Spectral entropy of the discrete Hasimoto effective potential exposes sub-residue geometric transitions in protein secondary structure
Abstract
Characterizing the geometric boundaries of protein secondary structures is fundamental to understanding macromolecular folding. By applying the discrete Hasimoto map to translate backbone geometry into a one-dimensional discrete nonlinear Schrödinger potential , we establish a frequency-domain framework for protein conformations. Short-time Fourier transform analysis across 320,453 residues from 1,986 non-redundant proteins defines a local spectral entropy that consistently orders structural states. Helical segments emerge as narrow-band low-entropy regimes dominated by zero-frequency components, whereas coils manifest as broadband noise.

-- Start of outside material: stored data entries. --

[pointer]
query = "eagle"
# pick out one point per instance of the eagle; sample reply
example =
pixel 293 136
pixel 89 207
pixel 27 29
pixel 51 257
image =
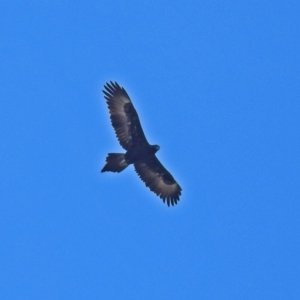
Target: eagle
pixel 139 152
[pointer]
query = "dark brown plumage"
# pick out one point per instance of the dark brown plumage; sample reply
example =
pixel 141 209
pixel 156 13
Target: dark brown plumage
pixel 140 153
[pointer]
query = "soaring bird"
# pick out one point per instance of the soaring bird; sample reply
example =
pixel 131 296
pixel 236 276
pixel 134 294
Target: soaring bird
pixel 139 152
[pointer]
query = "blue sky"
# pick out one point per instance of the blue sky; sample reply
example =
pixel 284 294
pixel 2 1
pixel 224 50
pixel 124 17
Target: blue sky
pixel 216 85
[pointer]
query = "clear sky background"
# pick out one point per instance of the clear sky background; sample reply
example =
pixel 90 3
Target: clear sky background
pixel 216 85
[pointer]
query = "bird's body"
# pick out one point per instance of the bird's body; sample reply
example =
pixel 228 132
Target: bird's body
pixel 140 153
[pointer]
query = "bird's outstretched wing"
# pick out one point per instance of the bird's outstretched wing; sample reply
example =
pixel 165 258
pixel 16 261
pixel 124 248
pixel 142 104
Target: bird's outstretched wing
pixel 158 179
pixel 124 117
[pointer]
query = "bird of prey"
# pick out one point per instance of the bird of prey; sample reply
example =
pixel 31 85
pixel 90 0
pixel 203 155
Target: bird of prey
pixel 139 152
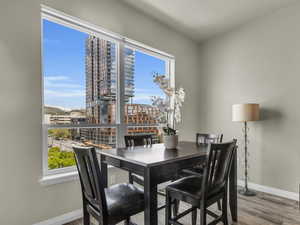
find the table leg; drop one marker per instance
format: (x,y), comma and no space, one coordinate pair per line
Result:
(103,168)
(150,193)
(233,189)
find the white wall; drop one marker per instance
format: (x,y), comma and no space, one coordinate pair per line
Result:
(259,62)
(23,200)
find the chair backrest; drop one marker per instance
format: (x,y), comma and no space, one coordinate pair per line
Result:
(138,140)
(90,178)
(202,138)
(219,162)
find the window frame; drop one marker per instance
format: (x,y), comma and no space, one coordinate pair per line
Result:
(120,41)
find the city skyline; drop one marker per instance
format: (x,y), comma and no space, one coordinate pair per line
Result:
(64,69)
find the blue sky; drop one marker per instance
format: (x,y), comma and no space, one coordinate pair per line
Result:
(64,69)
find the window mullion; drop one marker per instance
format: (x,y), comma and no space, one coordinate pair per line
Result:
(121,126)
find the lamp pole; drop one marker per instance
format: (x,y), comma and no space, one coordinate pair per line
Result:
(245,191)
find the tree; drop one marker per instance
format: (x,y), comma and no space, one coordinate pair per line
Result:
(59,133)
(60,159)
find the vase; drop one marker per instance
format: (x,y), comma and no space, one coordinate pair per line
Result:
(171,141)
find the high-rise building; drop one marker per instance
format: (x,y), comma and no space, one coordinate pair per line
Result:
(101,91)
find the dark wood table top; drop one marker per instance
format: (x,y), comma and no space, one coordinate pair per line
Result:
(157,154)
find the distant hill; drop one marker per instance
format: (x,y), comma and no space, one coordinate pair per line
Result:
(55,111)
(60,111)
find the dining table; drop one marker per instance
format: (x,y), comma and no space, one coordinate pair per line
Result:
(158,165)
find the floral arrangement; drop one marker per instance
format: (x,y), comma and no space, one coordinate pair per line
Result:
(168,109)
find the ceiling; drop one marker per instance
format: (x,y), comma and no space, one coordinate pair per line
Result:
(201,19)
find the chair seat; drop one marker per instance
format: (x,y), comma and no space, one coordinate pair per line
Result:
(138,179)
(188,189)
(123,201)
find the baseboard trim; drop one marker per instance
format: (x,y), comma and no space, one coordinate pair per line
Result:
(271,190)
(76,214)
(62,219)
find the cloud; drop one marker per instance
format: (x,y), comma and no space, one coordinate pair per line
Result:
(55,78)
(51,41)
(56,82)
(64,94)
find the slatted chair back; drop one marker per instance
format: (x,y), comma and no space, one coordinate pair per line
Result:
(218,166)
(91,181)
(138,140)
(202,138)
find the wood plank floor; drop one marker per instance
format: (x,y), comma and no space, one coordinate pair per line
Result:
(263,209)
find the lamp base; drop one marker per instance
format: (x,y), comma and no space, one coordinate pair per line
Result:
(247,192)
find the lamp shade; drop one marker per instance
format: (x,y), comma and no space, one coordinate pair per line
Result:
(245,112)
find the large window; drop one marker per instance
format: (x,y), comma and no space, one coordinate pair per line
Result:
(97,88)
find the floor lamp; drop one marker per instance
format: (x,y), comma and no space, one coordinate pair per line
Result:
(245,113)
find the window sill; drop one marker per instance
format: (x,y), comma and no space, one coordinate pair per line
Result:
(60,178)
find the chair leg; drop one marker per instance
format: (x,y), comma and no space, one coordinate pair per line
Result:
(86,215)
(203,216)
(224,210)
(176,207)
(127,221)
(130,179)
(168,209)
(194,217)
(219,205)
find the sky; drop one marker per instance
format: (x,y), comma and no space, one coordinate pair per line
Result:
(64,69)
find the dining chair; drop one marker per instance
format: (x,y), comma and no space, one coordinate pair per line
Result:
(137,140)
(108,206)
(140,140)
(203,191)
(202,138)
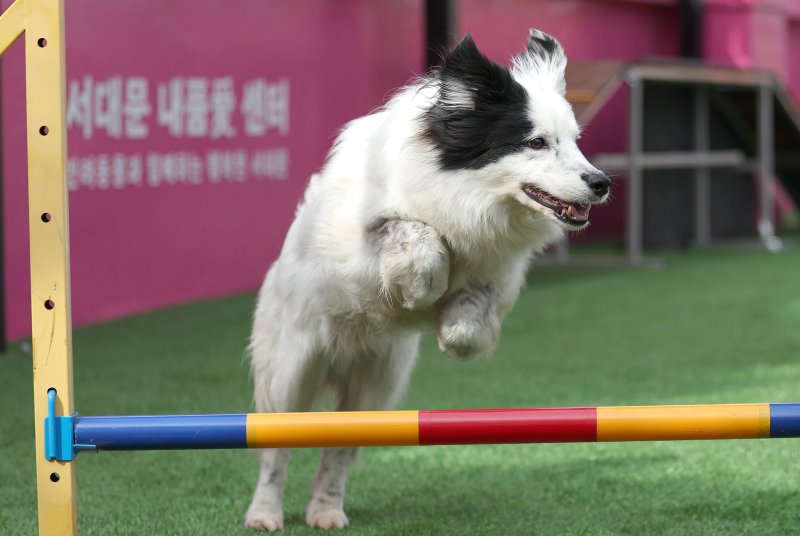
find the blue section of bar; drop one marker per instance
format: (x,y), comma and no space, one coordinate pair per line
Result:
(155,432)
(784,420)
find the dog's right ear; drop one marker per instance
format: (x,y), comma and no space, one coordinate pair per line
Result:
(470,80)
(543,58)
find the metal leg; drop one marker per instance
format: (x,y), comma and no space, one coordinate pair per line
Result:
(42,21)
(702,174)
(766,169)
(635,220)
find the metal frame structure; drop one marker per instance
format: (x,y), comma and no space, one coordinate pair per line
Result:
(61,434)
(702,79)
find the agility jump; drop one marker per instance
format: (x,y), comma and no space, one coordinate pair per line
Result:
(422,427)
(61,434)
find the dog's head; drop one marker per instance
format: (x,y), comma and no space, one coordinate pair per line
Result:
(514,127)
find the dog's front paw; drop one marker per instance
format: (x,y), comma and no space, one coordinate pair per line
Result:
(326,518)
(263,519)
(415,264)
(468,323)
(468,339)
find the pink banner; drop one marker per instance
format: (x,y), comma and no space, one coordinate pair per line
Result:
(193,127)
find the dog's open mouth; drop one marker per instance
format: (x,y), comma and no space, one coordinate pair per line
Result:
(576,214)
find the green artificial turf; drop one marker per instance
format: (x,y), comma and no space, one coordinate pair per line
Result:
(714,327)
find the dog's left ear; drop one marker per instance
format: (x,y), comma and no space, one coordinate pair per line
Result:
(543,57)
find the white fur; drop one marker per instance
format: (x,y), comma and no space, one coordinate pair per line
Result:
(386,244)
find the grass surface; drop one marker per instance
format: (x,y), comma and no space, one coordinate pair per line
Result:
(714,327)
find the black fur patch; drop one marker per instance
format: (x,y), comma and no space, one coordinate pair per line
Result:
(497,123)
(541,44)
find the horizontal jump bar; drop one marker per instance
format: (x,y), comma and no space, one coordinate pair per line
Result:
(438,427)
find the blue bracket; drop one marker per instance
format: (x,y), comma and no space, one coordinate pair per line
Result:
(59,434)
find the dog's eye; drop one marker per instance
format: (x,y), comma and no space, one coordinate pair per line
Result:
(537,143)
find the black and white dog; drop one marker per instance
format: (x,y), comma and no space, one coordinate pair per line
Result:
(426,213)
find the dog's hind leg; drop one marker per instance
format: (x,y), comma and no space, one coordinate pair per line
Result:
(374,383)
(284,381)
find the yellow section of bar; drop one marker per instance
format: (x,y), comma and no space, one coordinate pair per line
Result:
(656,423)
(340,429)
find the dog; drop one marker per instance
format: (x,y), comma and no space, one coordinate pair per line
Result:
(426,213)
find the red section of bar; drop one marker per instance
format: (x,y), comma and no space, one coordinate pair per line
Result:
(534,425)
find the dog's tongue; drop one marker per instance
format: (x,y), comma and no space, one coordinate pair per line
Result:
(578,211)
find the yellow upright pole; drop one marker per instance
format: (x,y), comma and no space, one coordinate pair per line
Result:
(43,24)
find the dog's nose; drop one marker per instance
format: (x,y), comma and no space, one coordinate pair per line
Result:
(598,182)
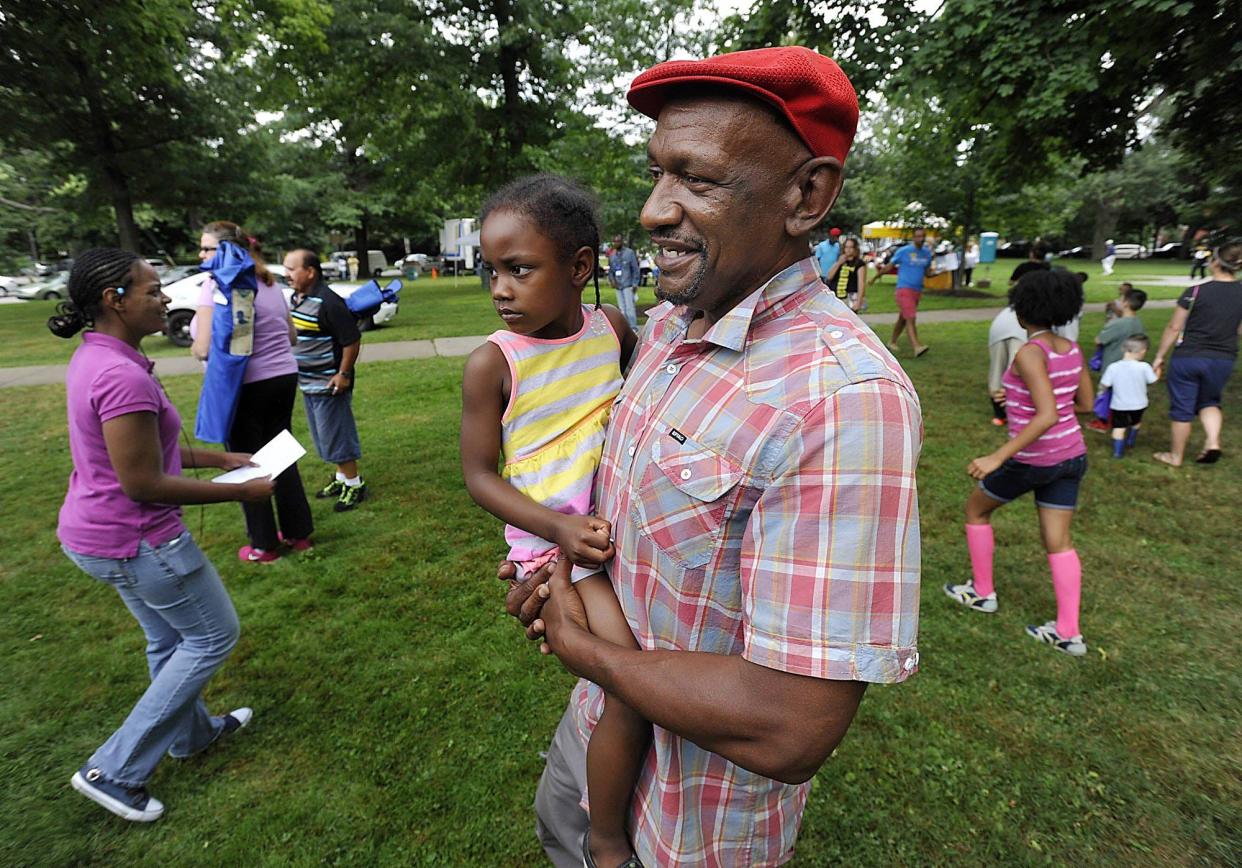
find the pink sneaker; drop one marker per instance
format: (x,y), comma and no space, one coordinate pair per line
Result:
(297,544)
(252,555)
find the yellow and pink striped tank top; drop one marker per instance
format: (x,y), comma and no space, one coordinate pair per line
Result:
(552,432)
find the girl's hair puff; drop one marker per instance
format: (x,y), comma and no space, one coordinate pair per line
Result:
(563,210)
(1047,297)
(222,230)
(93,271)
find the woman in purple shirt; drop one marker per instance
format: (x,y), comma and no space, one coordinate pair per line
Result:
(265,406)
(121,523)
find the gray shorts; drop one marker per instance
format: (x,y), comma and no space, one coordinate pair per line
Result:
(560,821)
(332,426)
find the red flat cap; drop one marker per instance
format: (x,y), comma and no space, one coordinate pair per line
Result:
(806,87)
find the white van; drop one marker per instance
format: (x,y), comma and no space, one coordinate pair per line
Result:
(374,265)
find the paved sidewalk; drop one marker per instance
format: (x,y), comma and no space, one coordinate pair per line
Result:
(395,350)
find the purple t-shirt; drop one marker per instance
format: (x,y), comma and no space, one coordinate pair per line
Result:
(271,353)
(107,379)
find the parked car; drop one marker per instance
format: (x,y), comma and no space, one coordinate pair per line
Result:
(178,273)
(52,267)
(374,265)
(424,262)
(1170,250)
(184,296)
(52,288)
(1130,251)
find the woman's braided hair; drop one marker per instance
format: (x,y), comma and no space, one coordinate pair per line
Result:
(93,271)
(560,209)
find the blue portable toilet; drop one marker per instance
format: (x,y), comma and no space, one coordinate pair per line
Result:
(988,246)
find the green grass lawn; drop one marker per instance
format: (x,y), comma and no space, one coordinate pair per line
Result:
(400,715)
(451,307)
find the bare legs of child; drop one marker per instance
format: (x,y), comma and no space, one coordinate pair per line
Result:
(619,744)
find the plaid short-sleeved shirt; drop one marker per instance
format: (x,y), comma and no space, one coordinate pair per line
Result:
(760,484)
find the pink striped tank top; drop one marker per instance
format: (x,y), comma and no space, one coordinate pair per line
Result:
(1065,438)
(552,432)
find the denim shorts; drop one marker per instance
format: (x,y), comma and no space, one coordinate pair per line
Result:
(1056,487)
(330,419)
(1194,384)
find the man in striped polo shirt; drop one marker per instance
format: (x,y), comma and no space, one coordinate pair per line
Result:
(327,350)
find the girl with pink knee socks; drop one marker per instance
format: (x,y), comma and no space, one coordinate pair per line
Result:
(1045,455)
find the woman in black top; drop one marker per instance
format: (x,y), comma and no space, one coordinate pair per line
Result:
(855,268)
(1204,338)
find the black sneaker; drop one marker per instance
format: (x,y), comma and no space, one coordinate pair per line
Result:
(350,497)
(133,804)
(332,489)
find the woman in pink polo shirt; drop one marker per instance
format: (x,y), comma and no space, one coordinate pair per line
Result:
(121,523)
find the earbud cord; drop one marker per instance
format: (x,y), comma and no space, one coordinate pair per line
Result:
(203,507)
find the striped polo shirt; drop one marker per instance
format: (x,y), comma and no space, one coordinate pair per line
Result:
(323,325)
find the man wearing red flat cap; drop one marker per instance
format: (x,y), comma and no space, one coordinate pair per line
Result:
(759,478)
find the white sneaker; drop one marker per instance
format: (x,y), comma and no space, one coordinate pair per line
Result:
(236,719)
(1047,633)
(970,599)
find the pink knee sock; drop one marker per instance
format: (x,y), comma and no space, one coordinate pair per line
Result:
(1067,583)
(980,545)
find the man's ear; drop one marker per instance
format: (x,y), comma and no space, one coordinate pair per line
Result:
(585,262)
(814,189)
(112,298)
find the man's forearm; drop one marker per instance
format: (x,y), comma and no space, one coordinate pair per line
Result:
(773,723)
(349,358)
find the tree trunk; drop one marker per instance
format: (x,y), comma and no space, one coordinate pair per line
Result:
(122,205)
(362,245)
(106,153)
(513,124)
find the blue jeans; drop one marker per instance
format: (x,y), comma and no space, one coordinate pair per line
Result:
(190,625)
(626,303)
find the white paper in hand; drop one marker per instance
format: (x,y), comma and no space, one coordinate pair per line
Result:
(272,460)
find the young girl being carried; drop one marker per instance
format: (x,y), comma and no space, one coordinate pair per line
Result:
(538,394)
(1045,455)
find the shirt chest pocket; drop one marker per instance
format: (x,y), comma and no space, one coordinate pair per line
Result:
(683,499)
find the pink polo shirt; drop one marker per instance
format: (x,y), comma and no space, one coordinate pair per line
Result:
(107,379)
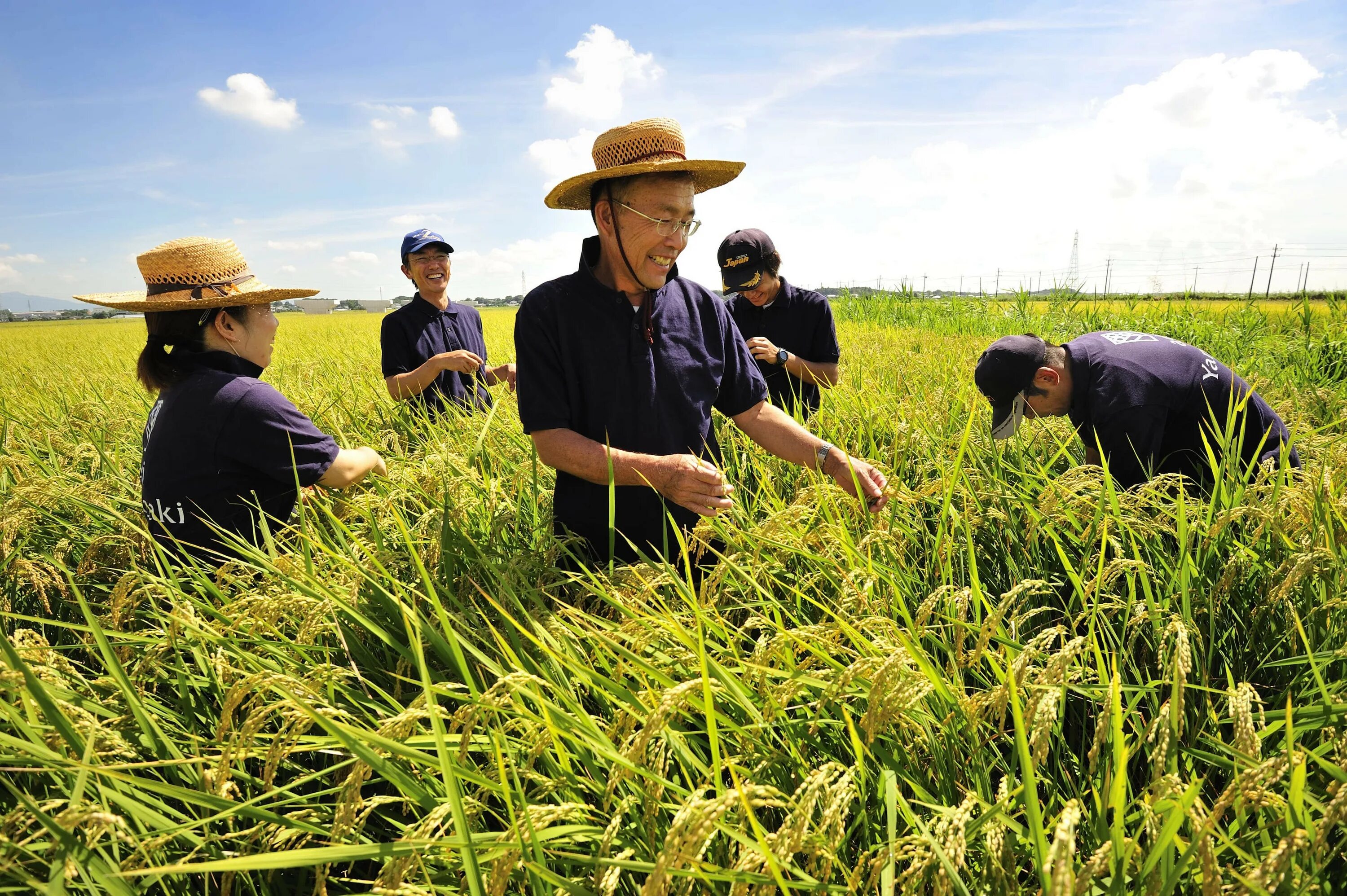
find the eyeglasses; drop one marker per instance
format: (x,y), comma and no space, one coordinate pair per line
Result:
(666,227)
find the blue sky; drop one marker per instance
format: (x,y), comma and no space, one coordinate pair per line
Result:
(883,141)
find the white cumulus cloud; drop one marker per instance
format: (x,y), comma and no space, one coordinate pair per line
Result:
(563,158)
(247,96)
(604,66)
(444,123)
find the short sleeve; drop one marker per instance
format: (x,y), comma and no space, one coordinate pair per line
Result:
(541,373)
(394,348)
(1131,442)
(825,348)
(269,434)
(741,382)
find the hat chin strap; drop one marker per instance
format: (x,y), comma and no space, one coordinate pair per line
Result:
(647,324)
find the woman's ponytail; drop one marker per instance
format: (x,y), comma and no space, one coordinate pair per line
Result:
(157,368)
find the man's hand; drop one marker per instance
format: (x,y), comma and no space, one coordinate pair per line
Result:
(502,373)
(763,349)
(461,361)
(840,467)
(693,483)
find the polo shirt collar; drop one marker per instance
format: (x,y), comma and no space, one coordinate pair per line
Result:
(430,310)
(1078,356)
(225,363)
(589,260)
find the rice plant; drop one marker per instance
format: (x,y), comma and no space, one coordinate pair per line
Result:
(1017,678)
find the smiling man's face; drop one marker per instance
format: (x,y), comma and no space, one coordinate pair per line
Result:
(650,254)
(429,268)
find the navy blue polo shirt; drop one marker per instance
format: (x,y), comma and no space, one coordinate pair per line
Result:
(1148,399)
(585,365)
(799,321)
(418,330)
(221,445)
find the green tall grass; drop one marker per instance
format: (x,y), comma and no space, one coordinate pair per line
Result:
(1016,678)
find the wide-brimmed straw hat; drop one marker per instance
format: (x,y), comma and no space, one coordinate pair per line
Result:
(194,272)
(640,147)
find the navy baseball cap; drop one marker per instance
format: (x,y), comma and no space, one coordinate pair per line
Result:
(1004,372)
(418,240)
(741,256)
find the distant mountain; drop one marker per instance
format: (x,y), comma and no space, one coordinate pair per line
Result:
(25,302)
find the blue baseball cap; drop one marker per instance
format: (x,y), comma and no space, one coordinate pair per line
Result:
(418,240)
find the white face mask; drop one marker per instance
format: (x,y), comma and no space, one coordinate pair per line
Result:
(1012,423)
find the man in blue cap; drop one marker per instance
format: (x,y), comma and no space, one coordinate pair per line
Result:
(1143,403)
(433,348)
(788,330)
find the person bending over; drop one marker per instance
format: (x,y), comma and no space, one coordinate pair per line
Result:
(1143,403)
(224,453)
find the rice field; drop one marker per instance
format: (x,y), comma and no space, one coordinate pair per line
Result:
(1015,680)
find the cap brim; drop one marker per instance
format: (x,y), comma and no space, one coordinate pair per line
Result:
(1007,418)
(741,281)
(708,174)
(418,247)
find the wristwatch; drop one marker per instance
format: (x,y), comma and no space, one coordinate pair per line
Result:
(822,455)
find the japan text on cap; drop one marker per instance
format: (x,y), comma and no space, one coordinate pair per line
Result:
(1004,372)
(418,240)
(741,256)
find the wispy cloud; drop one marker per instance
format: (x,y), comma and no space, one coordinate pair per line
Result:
(247,96)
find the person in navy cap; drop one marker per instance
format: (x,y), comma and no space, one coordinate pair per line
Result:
(433,348)
(623,361)
(788,330)
(1140,402)
(224,453)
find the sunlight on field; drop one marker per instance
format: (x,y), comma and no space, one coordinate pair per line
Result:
(1031,680)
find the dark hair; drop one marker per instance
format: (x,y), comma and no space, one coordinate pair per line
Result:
(621,186)
(1054,356)
(157,368)
(772,263)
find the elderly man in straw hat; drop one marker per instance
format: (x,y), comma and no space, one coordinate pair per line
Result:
(621,363)
(223,452)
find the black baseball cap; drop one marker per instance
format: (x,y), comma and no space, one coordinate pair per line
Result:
(418,240)
(1004,372)
(741,256)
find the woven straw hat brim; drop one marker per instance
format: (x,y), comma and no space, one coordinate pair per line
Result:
(708,174)
(250,293)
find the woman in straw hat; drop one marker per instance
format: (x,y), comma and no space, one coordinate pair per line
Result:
(224,452)
(621,363)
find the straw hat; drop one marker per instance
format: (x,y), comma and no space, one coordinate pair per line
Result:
(640,147)
(194,272)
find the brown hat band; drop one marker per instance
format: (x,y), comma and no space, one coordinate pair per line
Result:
(200,290)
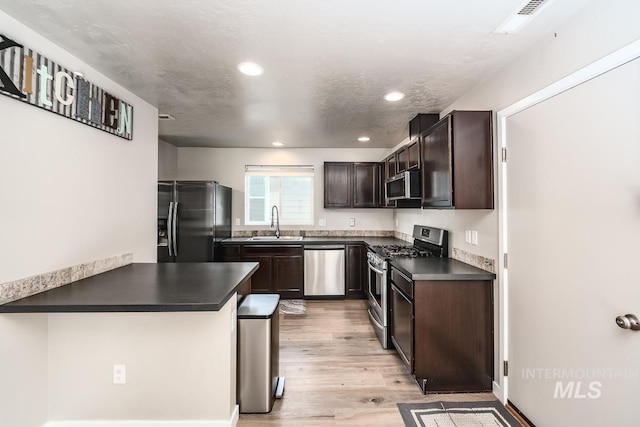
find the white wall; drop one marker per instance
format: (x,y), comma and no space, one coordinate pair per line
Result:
(226,165)
(177,366)
(70,194)
(595,31)
(167,161)
(598,29)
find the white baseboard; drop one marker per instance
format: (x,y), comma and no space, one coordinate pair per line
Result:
(232,422)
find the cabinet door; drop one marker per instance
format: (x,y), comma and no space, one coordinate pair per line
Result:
(402,326)
(462,312)
(365,185)
(338,185)
(414,155)
(356,266)
(403,159)
(288,275)
(261,279)
(472,160)
(392,166)
(436,166)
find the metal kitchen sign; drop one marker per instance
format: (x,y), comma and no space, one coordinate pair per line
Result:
(32,78)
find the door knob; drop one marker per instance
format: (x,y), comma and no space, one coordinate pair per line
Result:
(628,321)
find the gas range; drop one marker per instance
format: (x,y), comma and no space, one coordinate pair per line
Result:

We demonstrate that boundaries separating these states exhibit step-like sharpness characteristic of a first-order-like geometric transition with a sub-residue median width of 0.145 residues. This abrupt kinematic transition provides a spatial counterpart to the cooperative Zimm--Bragg thermodynamic model of helix nucleation. The extreme spatial narrowness exposes an intrinsic limitation governed by the Gabor uncertainty principle, explaining why the pointwise integrability residual acts as an effective high-pass filter for boundary detection. Guided by this limit we introduce a dual-probe approach combining the high-pass residual for local torsion discontinuities with a low-frequency energy ratio measuring the DC-dominated flatness of helical interiors. Unifying these complementary signals improves the detection area under the curve from 0.783 to 0.815. Because high-entropy broadband regions coincide with the flexible loops and hinges implicated in allostery, the spectral entropy of the Hasimoto potential may serve as a sequence-agnostic geometric proxy for mapping functional dynamics from backbone coordinates.